Now he’s established as one of the nation’s best.
Maybank, a senior in high school at Cheboygan, blitzed the field and recently set a new 4-round tournament record 22-under par at the Azalea Invitational, a prestigious and historic event played annually since 1946 at the Country Club of Charleston, SC. It draws the very best Mid-Ams and Juniors from across the U.S. and internationally each year just before The Masters, along with a unique combination of college players.
“To win that I was super hyped,” he said, especially setting the tournament record by three shots, breaking (now PGA Tour’s) CT Pan’s 265 in 2011.
Maybank scored 68-64-68-64-262, winning this year’s event by 11 shots. Former Azalea champions who since made the PGA Tour include Webb Simpson (twice), D.J. Trahan, Casey Wittenberg and Spencer Levine.
“This win that PJ just posted at the Azalea Invitational was as good of win as any of a guy I’ve had coming into our program,” said Ryan Hybl, the head coach at national powerhouse University of Oklahoma, Maybank’s next stop in his career. “It’s just hard as a junior golfer to go dominate an amateur event like that one, it’s just kind of unheard of honestly.

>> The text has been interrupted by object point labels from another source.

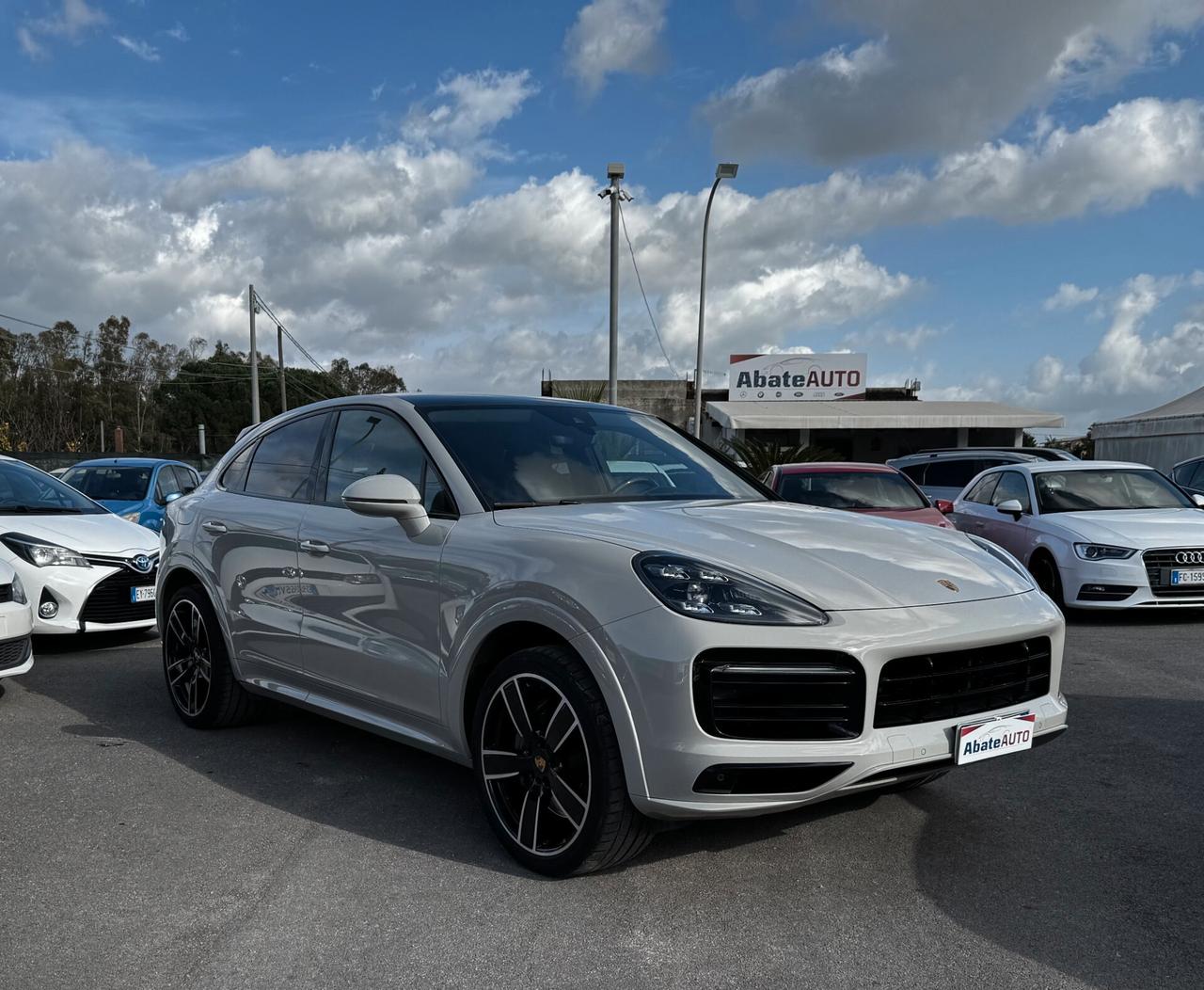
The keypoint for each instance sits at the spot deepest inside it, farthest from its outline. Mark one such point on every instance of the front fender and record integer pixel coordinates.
(566, 623)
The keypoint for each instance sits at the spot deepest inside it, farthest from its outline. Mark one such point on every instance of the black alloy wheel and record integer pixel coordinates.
(197, 667)
(549, 769)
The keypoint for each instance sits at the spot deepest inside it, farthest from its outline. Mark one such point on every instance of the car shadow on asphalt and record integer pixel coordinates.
(1087, 854)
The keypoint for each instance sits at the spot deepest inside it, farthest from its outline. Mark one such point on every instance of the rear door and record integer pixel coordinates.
(371, 625)
(252, 521)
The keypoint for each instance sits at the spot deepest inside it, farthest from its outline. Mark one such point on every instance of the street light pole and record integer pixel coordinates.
(614, 171)
(254, 358)
(726, 170)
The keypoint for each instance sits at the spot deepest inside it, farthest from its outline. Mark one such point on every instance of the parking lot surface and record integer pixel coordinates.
(135, 853)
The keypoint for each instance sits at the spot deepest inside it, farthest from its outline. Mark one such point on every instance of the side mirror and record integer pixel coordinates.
(1011, 507)
(391, 496)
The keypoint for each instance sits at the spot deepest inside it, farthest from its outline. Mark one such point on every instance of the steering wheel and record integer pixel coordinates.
(650, 486)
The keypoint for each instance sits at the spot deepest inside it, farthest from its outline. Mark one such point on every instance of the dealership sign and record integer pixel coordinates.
(796, 377)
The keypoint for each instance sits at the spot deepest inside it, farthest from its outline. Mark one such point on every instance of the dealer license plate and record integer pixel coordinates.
(984, 740)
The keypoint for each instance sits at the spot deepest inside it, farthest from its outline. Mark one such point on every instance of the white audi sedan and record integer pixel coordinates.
(83, 568)
(16, 623)
(1093, 534)
(603, 618)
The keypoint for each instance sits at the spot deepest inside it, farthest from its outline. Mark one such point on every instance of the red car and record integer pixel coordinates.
(872, 487)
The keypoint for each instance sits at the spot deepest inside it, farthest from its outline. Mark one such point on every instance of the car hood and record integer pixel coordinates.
(835, 560)
(1140, 528)
(99, 533)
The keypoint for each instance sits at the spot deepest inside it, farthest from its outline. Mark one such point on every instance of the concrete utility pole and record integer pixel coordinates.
(279, 352)
(726, 170)
(614, 171)
(254, 358)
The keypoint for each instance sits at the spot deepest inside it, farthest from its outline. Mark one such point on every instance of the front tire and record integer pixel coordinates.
(1044, 571)
(197, 666)
(549, 770)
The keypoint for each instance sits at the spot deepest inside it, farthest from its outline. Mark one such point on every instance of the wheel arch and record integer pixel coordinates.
(181, 576)
(497, 637)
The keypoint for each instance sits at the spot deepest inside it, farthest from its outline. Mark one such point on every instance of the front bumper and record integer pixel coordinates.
(1079, 577)
(654, 654)
(16, 652)
(71, 589)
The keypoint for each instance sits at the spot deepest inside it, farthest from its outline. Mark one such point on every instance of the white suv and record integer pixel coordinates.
(606, 620)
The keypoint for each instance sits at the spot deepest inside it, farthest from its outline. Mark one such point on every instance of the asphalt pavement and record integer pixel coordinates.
(297, 853)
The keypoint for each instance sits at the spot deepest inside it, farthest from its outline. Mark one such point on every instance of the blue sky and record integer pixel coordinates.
(1001, 201)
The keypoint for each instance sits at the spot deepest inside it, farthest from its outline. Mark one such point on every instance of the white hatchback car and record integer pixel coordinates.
(16, 623)
(1093, 534)
(83, 568)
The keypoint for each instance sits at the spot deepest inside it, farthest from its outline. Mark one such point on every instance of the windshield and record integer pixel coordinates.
(550, 455)
(24, 489)
(113, 485)
(1105, 489)
(851, 490)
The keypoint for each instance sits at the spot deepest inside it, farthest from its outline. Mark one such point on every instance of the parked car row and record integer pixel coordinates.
(607, 620)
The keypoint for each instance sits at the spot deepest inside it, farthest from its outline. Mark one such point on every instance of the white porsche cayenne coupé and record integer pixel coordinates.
(1093, 534)
(83, 568)
(606, 620)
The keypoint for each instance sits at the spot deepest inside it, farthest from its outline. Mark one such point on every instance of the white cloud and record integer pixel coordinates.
(1069, 296)
(382, 252)
(940, 76)
(143, 50)
(467, 107)
(614, 37)
(72, 22)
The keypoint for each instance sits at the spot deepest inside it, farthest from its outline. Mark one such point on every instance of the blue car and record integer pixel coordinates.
(137, 489)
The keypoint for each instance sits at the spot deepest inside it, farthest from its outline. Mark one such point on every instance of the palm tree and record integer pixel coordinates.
(759, 455)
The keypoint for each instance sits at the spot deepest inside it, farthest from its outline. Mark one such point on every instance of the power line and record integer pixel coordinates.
(640, 280)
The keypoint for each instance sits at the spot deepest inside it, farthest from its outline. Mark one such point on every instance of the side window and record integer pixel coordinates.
(954, 473)
(235, 474)
(983, 490)
(185, 481)
(282, 466)
(1013, 486)
(376, 442)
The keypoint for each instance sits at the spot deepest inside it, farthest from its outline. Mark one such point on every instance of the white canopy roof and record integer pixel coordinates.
(855, 414)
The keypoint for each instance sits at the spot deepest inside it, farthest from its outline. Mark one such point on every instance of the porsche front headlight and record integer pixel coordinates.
(717, 594)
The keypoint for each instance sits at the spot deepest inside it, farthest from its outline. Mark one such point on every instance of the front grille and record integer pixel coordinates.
(779, 694)
(110, 599)
(1159, 565)
(964, 682)
(13, 653)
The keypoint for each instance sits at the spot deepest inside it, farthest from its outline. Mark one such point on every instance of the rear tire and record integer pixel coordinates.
(1044, 569)
(543, 745)
(197, 666)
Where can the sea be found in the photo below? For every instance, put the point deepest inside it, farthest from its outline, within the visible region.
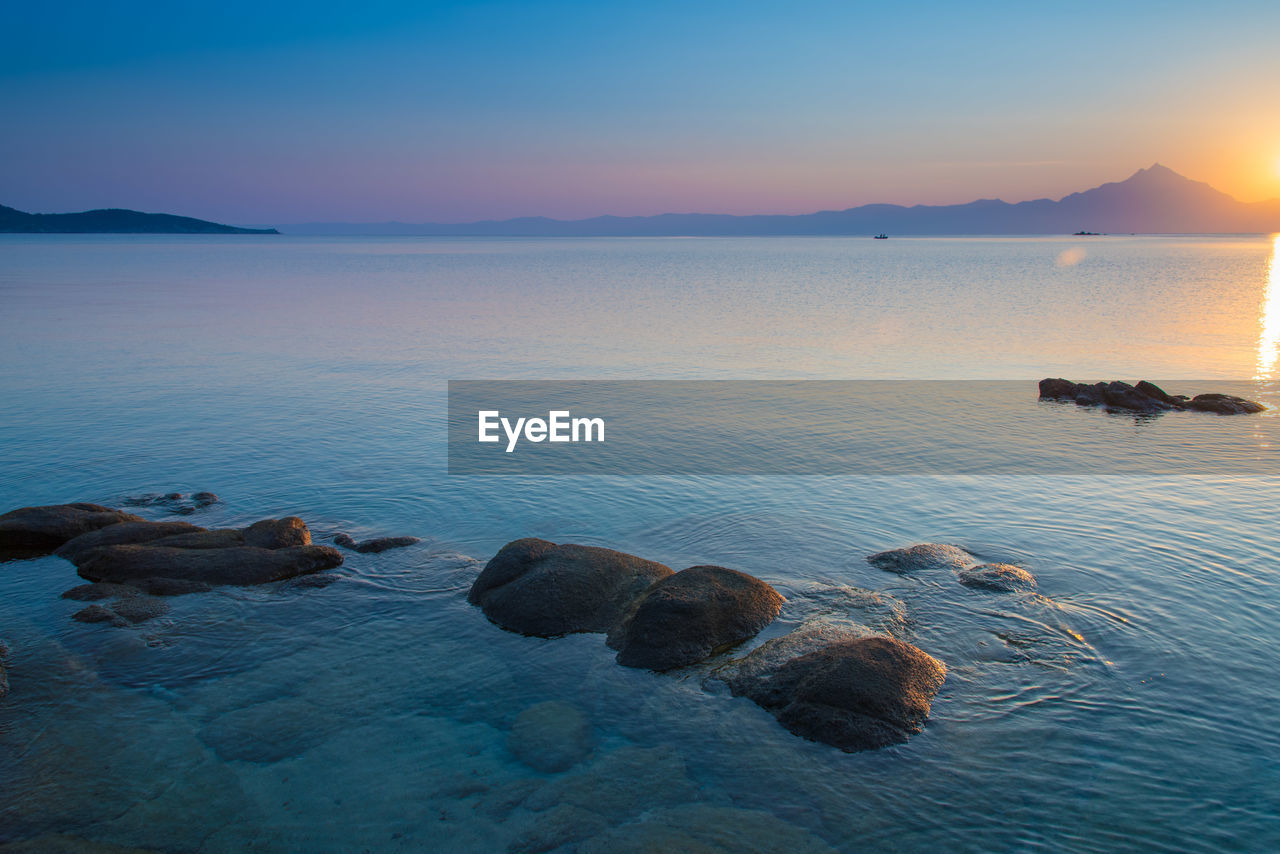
(1128, 704)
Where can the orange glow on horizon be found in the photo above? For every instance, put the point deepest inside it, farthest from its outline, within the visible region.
(1269, 337)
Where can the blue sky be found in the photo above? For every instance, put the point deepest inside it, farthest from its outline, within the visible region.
(382, 110)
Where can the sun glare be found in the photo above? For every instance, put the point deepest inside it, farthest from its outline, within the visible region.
(1269, 339)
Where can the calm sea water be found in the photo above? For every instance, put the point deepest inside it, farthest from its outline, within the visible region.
(1129, 706)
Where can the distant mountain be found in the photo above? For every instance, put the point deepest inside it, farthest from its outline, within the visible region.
(1151, 201)
(114, 220)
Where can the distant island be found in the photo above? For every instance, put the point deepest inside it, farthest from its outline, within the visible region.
(114, 220)
(1151, 201)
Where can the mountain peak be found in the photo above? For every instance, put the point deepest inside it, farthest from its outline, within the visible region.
(1157, 172)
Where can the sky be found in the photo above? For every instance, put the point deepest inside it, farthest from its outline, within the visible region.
(274, 113)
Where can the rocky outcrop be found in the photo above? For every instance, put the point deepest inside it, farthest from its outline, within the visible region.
(39, 530)
(969, 571)
(237, 565)
(923, 557)
(123, 534)
(1002, 578)
(538, 588)
(1146, 398)
(110, 547)
(856, 694)
(691, 615)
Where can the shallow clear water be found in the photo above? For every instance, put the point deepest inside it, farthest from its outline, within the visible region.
(1129, 706)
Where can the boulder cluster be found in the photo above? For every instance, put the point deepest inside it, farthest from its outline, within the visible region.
(131, 561)
(1144, 398)
(853, 693)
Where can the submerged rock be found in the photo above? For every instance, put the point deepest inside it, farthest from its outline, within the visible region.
(374, 546)
(923, 557)
(538, 588)
(856, 694)
(129, 610)
(1004, 578)
(620, 784)
(688, 616)
(42, 529)
(1144, 397)
(96, 592)
(383, 543)
(99, 613)
(240, 565)
(707, 830)
(551, 736)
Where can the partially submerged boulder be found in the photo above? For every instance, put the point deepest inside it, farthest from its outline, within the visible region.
(42, 529)
(691, 615)
(856, 694)
(538, 588)
(1143, 398)
(374, 546)
(1002, 578)
(123, 534)
(926, 556)
(238, 565)
(278, 533)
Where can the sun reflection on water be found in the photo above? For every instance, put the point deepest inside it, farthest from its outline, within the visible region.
(1269, 339)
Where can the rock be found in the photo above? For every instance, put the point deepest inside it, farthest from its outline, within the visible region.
(240, 565)
(49, 526)
(269, 731)
(703, 829)
(123, 534)
(278, 533)
(1155, 392)
(383, 543)
(538, 588)
(65, 844)
(99, 613)
(551, 736)
(200, 538)
(160, 587)
(856, 694)
(99, 592)
(690, 615)
(1057, 389)
(562, 825)
(140, 608)
(374, 546)
(621, 784)
(926, 556)
(1224, 405)
(1143, 398)
(312, 581)
(749, 674)
(1002, 578)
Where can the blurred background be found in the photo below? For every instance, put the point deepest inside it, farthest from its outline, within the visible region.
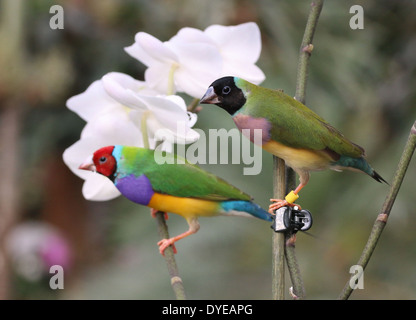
(361, 81)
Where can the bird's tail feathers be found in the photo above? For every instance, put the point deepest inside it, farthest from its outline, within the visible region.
(378, 178)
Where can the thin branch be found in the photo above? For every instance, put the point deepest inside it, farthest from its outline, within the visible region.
(381, 220)
(175, 279)
(306, 48)
(278, 238)
(298, 289)
(288, 176)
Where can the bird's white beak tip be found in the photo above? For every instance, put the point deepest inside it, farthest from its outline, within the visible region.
(88, 164)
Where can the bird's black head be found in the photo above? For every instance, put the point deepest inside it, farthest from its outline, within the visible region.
(225, 94)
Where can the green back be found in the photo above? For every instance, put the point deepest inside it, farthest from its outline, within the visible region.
(181, 180)
(293, 124)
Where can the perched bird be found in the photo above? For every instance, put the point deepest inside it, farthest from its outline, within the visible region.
(174, 186)
(290, 131)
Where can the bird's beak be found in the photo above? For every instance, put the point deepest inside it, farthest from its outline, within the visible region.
(88, 164)
(210, 97)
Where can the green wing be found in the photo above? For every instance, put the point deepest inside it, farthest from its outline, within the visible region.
(294, 125)
(181, 180)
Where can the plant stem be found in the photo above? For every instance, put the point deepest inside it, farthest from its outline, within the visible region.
(175, 280)
(298, 289)
(381, 220)
(278, 238)
(306, 48)
(162, 227)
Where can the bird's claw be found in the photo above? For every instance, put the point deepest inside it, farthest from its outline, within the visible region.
(278, 203)
(164, 243)
(154, 211)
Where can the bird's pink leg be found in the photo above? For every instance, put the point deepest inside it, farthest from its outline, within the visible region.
(154, 211)
(164, 243)
(278, 203)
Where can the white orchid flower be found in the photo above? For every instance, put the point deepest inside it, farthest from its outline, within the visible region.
(191, 60)
(118, 110)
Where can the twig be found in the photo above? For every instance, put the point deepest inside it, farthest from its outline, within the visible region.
(278, 239)
(288, 175)
(381, 220)
(175, 280)
(298, 289)
(306, 48)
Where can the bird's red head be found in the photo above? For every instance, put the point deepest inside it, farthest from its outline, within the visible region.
(102, 162)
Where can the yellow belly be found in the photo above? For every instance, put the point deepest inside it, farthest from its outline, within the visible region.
(186, 207)
(301, 159)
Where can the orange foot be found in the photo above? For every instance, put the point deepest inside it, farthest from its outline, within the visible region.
(154, 211)
(164, 243)
(278, 203)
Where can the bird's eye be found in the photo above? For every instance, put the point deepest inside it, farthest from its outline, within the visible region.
(226, 90)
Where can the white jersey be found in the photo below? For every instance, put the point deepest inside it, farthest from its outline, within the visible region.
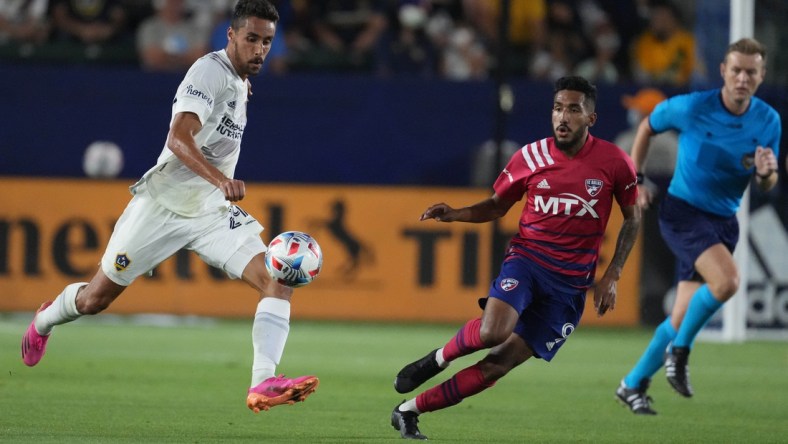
(214, 92)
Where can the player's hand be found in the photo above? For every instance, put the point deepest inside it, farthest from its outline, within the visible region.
(765, 161)
(233, 189)
(605, 295)
(645, 196)
(440, 212)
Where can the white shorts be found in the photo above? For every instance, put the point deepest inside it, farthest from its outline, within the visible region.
(147, 233)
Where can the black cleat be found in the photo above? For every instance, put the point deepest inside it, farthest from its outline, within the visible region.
(417, 373)
(636, 399)
(407, 423)
(677, 370)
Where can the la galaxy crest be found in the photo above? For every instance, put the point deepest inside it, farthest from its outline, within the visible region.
(593, 186)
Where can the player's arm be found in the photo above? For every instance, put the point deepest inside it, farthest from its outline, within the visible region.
(489, 209)
(180, 140)
(765, 168)
(605, 289)
(639, 152)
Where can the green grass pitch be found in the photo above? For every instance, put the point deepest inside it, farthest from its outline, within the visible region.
(129, 382)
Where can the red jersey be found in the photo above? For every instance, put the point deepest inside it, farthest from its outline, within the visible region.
(569, 202)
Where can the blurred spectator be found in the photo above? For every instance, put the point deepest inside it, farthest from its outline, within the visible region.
(629, 18)
(527, 27)
(665, 52)
(91, 22)
(348, 32)
(169, 41)
(601, 68)
(662, 152)
(465, 57)
(407, 47)
(24, 21)
(565, 44)
(276, 60)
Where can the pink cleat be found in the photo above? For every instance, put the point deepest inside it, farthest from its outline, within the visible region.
(278, 390)
(33, 344)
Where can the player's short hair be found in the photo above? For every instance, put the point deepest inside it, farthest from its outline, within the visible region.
(580, 84)
(244, 9)
(747, 46)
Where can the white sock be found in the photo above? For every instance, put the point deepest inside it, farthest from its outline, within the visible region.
(62, 310)
(269, 335)
(409, 406)
(442, 363)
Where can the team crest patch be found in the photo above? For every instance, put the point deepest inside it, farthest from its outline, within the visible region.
(509, 284)
(122, 262)
(593, 186)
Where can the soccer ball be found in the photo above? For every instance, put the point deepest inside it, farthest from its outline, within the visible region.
(293, 259)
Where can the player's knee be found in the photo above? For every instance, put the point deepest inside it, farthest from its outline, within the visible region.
(493, 336)
(90, 303)
(495, 369)
(91, 306)
(726, 287)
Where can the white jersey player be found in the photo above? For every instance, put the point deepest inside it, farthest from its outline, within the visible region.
(186, 201)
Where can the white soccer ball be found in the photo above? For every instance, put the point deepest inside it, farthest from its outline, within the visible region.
(293, 259)
(102, 160)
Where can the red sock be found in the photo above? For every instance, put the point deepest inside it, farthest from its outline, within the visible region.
(467, 382)
(465, 342)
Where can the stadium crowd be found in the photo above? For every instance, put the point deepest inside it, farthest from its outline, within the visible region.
(606, 41)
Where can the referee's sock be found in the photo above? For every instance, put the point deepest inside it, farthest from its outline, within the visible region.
(701, 308)
(653, 357)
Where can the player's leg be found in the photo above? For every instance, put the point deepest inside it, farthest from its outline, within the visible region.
(718, 268)
(633, 388)
(240, 252)
(269, 335)
(465, 383)
(501, 311)
(126, 257)
(497, 319)
(75, 300)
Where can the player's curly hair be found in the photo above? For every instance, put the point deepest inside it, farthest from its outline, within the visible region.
(244, 9)
(747, 46)
(580, 84)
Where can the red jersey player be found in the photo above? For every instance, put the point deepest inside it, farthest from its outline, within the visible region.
(536, 301)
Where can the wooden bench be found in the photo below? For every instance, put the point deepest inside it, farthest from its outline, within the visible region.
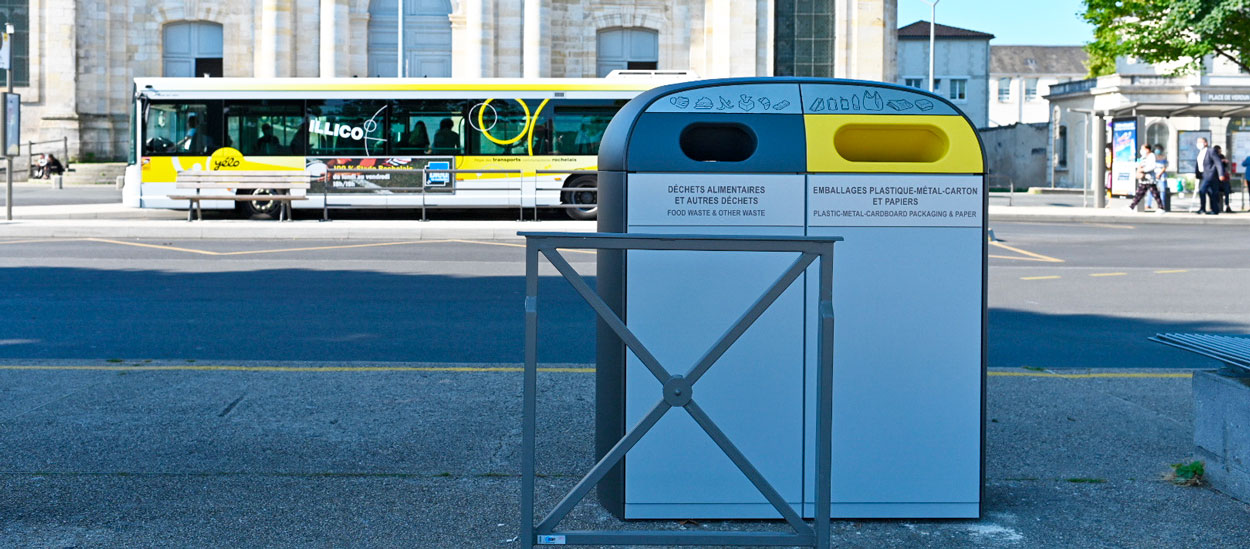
(283, 183)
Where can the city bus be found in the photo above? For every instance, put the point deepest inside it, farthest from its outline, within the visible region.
(393, 130)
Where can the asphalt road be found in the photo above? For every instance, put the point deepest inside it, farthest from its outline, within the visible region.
(1061, 295)
(114, 435)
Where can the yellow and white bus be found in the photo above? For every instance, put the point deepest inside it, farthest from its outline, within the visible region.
(400, 125)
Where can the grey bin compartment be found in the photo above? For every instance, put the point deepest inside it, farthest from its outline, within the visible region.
(749, 156)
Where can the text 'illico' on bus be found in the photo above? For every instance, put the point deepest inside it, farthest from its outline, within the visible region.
(398, 133)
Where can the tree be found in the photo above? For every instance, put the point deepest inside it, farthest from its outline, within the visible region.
(1168, 30)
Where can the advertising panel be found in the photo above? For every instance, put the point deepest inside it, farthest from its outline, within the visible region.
(1124, 155)
(1186, 153)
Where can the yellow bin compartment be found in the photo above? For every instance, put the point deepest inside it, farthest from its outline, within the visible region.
(899, 144)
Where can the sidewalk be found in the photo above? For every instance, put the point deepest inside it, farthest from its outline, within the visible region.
(1074, 460)
(115, 220)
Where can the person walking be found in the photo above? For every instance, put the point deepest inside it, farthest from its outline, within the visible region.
(1146, 171)
(1209, 173)
(1225, 181)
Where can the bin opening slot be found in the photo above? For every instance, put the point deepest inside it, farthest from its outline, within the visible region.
(863, 143)
(718, 141)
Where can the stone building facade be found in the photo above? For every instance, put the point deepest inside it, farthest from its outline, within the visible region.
(84, 54)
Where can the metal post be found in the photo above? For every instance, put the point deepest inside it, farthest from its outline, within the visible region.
(1099, 183)
(399, 58)
(933, 18)
(8, 160)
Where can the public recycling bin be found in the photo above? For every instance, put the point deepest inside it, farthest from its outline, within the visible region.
(899, 173)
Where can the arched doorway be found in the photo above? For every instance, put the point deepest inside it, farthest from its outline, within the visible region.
(426, 38)
(626, 48)
(191, 49)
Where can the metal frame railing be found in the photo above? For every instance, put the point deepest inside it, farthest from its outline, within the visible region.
(1231, 350)
(679, 389)
(423, 190)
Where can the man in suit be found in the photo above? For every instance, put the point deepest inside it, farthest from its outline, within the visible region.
(1210, 171)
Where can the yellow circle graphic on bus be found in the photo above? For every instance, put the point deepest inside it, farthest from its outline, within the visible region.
(225, 159)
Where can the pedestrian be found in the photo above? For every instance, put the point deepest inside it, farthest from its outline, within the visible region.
(1208, 170)
(1146, 173)
(1161, 176)
(53, 168)
(1225, 181)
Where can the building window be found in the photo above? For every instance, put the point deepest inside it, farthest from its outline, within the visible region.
(1061, 148)
(193, 49)
(958, 89)
(1030, 89)
(18, 14)
(628, 48)
(426, 38)
(803, 39)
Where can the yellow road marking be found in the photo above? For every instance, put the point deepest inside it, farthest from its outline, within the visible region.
(299, 369)
(1105, 375)
(1028, 255)
(516, 245)
(158, 246)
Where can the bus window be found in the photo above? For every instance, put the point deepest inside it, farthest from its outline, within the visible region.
(266, 128)
(346, 128)
(416, 125)
(500, 126)
(579, 125)
(183, 129)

It was very impressive.”
Maybank was Mr. Golf Michigan in 2021, his only season playing high school golf. He then focused on travel events but calls his two GAM Junior titles in the same year his most proud Great Lakes State victories – when he won both the Junior Stroke Play Amateur and the Junior Match Play Am, back to back in 2020 and 2021. In prior years he also earned a total of three trips to Augusta National for Drive Chip and Putt, winning it once.
In 2022, he won the Junior Heritage, played each year at Harbor Town on Hilton Head Island. He calls it, and the Azalea, his best wins to date.
“A lot of things have changed with this win” he told me about winning the Azalea. “I’m sure I’ll get into some bigger amateur events over the summer, so I’ll probably have to change my schedule up a bit. But it’s all good stuff.”
Indeed, his schedule has changed. Maybank was set to compete in the Michigan Amateur at Oakland Hills North in June, but during the first round of the Azalea he was invited to be on the 4-man Team USA at the Toyota Jr. World Cup in Japan about the same time.
“I’ve always wanted to go overseas and play a different style of golf. I can’t wait.”
Maybank is equally pumped to get his college career going at Oklahoma, the 2021 NCAA Runners Up when ranked No. 1, and the 2017 Champions. The Sooners are the only team to have reached the NCAA quarterfinals in the last 6 consecutive years. The fact Coach Hybl wants Maybank to join the OU program is a huge confidence booster for the Michigander.
“The first time I saw him play it was immediate attraction, and when you evaluate a lot of kids like I do, and when someone really sticks out at you, it’s very glaring,” Hybl said. “I already knew who he was through social media, but when I saw him the first time at the U.S. Junior, it was obvious, and I started working very hard that week trying to figure out how I could get in front of him. I could tell right then he was a big-time player.”
Something Michiganders have known for the past several years.